Impetigo (see Impetigo): infection of superficial layers of the epidermis
Cellulitis (see Cellulitis): skin infection of deeper dermis and subcutaneous fat (resulting from bacterial breach of the skin) characterized by erythema, warmth, and edema without an underlying suppurative focus
Erysipelas (see Erysipelas): skin infection of upper dermis and superficial lymphatics (resulting from bacterial breach of the skin) characterized by erythema, warmth, and edema without an underlying suppurative focus
Furuncle (Boil) (see Skin Abscess): infection of hair follicle where purulent material extends through the dermis into the subcutaneous tissue, forming a small abscess
Carbuncle (see Skin Abscess): coalescence of several inflamed follicles into a single inflammatory mass with purulent drainage from multiple follicles
Skin Abscess (see Skin Abscess): collection of pus within dermis and deeper skin tissues
Necrotizing Soft Tissue Infection (see Necrotizing Soft Tissue Infection): deep tissue infection involving the hypodermis (and contained structures)

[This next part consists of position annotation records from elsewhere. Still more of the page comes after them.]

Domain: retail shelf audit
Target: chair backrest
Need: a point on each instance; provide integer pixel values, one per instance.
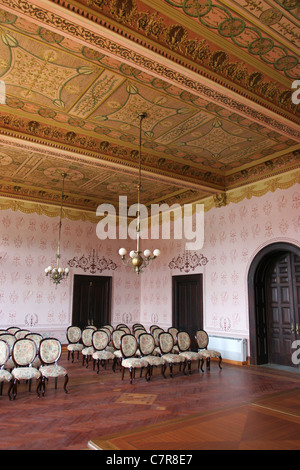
(173, 332)
(4, 353)
(139, 331)
(116, 338)
(36, 337)
(107, 330)
(146, 344)
(100, 339)
(156, 332)
(21, 333)
(166, 342)
(126, 329)
(13, 329)
(152, 327)
(9, 338)
(111, 328)
(24, 352)
(86, 336)
(129, 345)
(183, 341)
(73, 334)
(50, 351)
(202, 339)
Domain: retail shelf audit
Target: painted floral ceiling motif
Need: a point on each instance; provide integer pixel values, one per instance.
(214, 78)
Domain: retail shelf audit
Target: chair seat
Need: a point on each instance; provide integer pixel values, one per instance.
(88, 351)
(53, 371)
(155, 360)
(173, 358)
(190, 355)
(134, 362)
(209, 353)
(25, 373)
(5, 376)
(105, 355)
(75, 347)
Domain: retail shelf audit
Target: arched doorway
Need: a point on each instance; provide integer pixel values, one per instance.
(274, 304)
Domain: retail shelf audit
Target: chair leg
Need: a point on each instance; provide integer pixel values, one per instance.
(65, 384)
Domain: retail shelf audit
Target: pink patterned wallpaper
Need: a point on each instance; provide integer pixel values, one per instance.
(233, 236)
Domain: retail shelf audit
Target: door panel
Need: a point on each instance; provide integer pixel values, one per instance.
(283, 317)
(91, 301)
(188, 304)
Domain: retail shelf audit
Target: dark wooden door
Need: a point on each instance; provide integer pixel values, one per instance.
(91, 301)
(188, 304)
(283, 308)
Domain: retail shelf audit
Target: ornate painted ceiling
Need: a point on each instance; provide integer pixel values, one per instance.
(214, 78)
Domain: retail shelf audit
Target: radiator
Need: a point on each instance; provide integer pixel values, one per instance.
(234, 349)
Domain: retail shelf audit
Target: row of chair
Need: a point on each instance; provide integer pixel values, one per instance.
(27, 356)
(139, 349)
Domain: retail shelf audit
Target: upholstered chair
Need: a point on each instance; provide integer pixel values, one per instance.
(10, 339)
(5, 375)
(21, 333)
(184, 345)
(129, 347)
(88, 348)
(166, 345)
(74, 339)
(50, 353)
(100, 340)
(206, 354)
(24, 352)
(147, 346)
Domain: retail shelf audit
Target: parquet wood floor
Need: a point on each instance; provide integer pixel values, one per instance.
(238, 407)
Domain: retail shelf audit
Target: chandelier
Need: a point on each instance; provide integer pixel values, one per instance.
(57, 274)
(136, 261)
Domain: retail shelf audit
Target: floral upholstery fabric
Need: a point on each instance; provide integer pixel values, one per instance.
(24, 352)
(53, 371)
(133, 362)
(50, 350)
(184, 341)
(210, 353)
(74, 334)
(100, 340)
(166, 343)
(105, 355)
(25, 373)
(88, 351)
(202, 339)
(154, 360)
(174, 358)
(75, 347)
(128, 345)
(190, 355)
(5, 376)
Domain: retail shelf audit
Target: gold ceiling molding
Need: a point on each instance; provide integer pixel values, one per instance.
(259, 189)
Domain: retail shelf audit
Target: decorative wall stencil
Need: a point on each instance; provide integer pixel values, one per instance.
(92, 263)
(189, 261)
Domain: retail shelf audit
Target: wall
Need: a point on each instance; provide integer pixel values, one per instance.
(233, 236)
(28, 244)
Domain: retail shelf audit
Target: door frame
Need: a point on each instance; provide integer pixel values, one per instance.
(258, 268)
(175, 314)
(93, 277)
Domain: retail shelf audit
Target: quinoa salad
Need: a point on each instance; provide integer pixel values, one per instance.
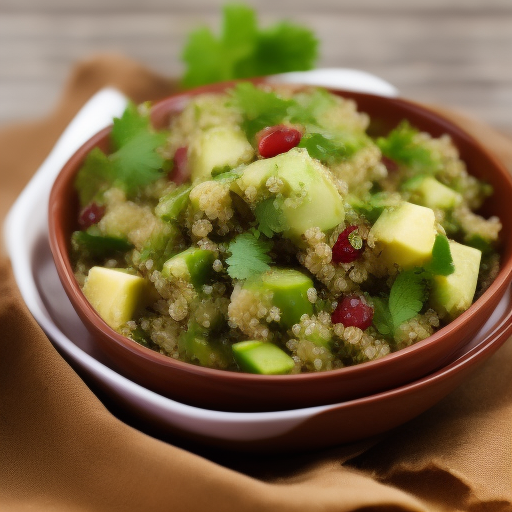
(263, 230)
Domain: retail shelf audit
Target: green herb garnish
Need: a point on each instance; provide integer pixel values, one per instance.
(135, 163)
(401, 146)
(243, 50)
(249, 256)
(326, 149)
(406, 299)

All of These are Characterized by Fulminant Tissue Destruction, Systemic Toxicity (Tachycardia >120 Beats/min, Hypotension, Elevated Creatine Kinase, CRP >15 mg/dL, LRINEC Score >6, etc), and High Mortality Rates
History
1861-1865 During the United States Civil War: first description of necrotizing fasciitis by the Confederate Army surgeon, Joseph Jones
1883: Fournier described necrotizing fasciitis in the perineal and genital region
1952: Wilson first used the term “necrotizing fasciitis”

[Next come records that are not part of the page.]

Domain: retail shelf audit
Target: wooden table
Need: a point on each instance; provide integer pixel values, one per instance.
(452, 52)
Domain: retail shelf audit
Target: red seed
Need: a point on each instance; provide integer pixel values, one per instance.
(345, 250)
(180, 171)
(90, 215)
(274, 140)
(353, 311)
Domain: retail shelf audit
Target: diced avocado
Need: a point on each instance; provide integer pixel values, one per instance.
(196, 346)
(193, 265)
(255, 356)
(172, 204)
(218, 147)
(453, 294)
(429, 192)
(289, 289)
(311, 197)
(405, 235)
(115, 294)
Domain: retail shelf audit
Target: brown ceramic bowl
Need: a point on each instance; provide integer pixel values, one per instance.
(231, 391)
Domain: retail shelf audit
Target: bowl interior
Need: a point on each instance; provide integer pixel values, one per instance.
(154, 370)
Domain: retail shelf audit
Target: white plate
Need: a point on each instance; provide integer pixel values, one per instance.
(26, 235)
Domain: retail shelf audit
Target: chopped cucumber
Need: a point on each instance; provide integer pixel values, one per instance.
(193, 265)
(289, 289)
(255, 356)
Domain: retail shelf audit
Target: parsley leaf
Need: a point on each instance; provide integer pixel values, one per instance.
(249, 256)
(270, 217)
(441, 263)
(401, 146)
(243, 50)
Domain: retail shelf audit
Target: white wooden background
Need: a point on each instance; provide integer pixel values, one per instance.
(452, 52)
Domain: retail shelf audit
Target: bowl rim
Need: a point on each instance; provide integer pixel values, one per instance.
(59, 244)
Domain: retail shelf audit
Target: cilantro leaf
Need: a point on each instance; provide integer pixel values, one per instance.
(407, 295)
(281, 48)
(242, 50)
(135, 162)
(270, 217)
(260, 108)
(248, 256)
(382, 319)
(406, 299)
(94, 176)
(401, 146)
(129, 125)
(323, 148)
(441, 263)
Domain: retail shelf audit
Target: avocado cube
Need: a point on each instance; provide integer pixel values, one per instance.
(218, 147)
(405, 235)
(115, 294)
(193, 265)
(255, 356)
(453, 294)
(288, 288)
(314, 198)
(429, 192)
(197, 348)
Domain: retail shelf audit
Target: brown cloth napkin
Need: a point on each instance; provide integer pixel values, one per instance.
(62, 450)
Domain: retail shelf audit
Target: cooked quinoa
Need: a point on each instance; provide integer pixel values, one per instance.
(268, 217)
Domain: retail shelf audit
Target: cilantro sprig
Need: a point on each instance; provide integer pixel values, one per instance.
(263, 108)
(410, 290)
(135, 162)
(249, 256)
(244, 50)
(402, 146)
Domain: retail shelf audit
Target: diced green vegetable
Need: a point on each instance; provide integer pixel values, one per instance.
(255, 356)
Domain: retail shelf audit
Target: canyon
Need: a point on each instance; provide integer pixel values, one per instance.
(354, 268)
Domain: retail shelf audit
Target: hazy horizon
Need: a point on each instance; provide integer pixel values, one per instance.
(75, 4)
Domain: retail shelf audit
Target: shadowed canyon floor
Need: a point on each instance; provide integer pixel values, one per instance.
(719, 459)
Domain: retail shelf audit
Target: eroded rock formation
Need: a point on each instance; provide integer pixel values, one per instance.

Modern Era: lay press commonly refers to the organisms which cause necrotizing soft tissue infection as “flesh-eating bacteria”
Epidemiology
Incidence
Incidence of Necrotizing Fasciitis is Approximately 0.3-15 Cases per 100,000 Population (NEJM, 2017) [MEDLINE]
Diagnosis
Laboratory Risk Indicator for Necrotizing Soft Tissue Infection (LRINEC)

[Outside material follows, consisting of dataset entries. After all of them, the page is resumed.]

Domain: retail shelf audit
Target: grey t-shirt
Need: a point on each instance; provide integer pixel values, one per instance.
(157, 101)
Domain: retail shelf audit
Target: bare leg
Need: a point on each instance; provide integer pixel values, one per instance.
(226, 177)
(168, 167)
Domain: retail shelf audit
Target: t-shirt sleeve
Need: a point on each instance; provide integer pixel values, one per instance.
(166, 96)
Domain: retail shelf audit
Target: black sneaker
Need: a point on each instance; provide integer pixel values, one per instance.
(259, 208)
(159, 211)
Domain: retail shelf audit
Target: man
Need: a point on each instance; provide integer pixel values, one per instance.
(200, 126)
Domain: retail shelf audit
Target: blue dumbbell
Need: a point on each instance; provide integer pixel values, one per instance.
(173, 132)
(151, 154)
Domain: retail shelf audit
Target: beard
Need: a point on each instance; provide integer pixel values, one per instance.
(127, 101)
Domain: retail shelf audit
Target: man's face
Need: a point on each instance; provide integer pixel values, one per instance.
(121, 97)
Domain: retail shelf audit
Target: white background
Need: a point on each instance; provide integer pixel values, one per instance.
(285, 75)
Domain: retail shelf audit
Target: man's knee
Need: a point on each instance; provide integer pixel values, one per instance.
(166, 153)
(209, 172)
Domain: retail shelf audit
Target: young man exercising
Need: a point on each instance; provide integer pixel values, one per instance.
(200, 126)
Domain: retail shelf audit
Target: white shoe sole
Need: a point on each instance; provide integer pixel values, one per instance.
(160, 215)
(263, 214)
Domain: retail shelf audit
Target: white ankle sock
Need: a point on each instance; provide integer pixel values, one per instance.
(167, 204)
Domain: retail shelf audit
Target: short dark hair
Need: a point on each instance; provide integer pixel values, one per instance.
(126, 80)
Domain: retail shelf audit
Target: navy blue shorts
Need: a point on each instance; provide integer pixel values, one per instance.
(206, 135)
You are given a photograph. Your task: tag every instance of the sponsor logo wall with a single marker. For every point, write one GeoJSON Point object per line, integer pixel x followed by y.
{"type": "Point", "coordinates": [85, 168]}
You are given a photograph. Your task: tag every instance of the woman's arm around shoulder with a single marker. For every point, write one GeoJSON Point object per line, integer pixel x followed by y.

C-Reactive Protein (CRP) (mg/L)
CRP < 150: 0 points
CRP ≥ 150: 4 points
White Blood Cell (WBC) Count
WBC < 15: 0 points
WBC 15-25: 1 point
WBC >25: points
Hemoglobin (Hb) (g/dL)
Hb >13.6: 0 points
Hb 11-13.5 : 1 points
Hb < 10.9: 2 points
Sodium (Na) (mmol/L)
Na ≥ 135: 0 points
Na < 135: 2 points
Creatinine (Cr) (mg/dL)
Cr ≤ 1.6: 0 points
Cr >1.6: 2 points
Serum Glucose (Glc) (mg/dL)
Glc ≤ 180: 0 points
Glc >180: 1 point
LRINEC Score Represents the Probability of Necrotizing Fasciitis Being Present
Low Risk (<5 Points): <50% probability of necrotizing fasciitis
Intermediate Risk (6-7 Points): 50-75% probability of necrotizing fasciitis
High Risk (>8 points): >75% probability of necrotizing fasciitis
Plain Film Radiographic Studies, CT Scanning, and/or MRI Scanning May Be Useful to Image Soft Tissues (and to Detect Soft Tissue Gas)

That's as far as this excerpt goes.